By Rod Johnston, MBA, CMA and Jim Vander Mey, CPA, ABI
You have had a great career and now you are thinking about selling and transitioning out of your veterinary practice. You would like to get the best value for your practice. Do you just walk away? Being prepared can not only help you get the best price, it will help ensure a smooth transition.
Here are a few things you can do to help prepare for your veterinary practice transition:
- Know your Financial Situation - Meet with your financial advisor, CPA, or whoever gives you financial advice to get a good picture of where you are with your savings and investments.
- Get a Practice Valuation - A practice valuation will help you see how much equity you have in your practice. Additionally, a CPA can help you figure out what the taxes and net proceeds from your sale will be.
- Update Technology - Buyer’s like to see new technology in a practice.
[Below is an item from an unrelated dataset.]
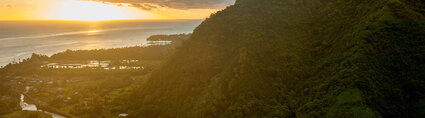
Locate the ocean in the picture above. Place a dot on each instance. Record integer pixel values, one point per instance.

- Cosmetic Updates - Have you updated the interior with paint and carpet in the last 20 years? If not, it’s time. Buyers like a practice with a fresh feel to it. A 1970’s feel was good in the 1970’s.
- Review Accounts Receivable Aging - Collect any past due accounts, send to collections or write them off. Also, review credits to either pay back to the patient or send unclaimed property to the State.
- Review Staffing - Are you over or understaffed? Adjust accordingly.
- Clean Up your Financial Statements - Make sure the expenses you’re running through your veterinary practice are related to your practice, or at least identifiable as an adjustment.
- Consider Ramping Up Production - If you are not sure how then hire a veterinary consultant. Ramping up your practice when you’re 3 or more years out will pay dividends on the sales price.
- Review Your Fees - Do you have the lowest fees in the area? Consider a fee increase to catch up.
- Harvest your Equity - Maybe you are a few years away from retirement but tired of being an owner. You should consider selling now, take the equity out of your veterinary practice and work back as a veterinary associate.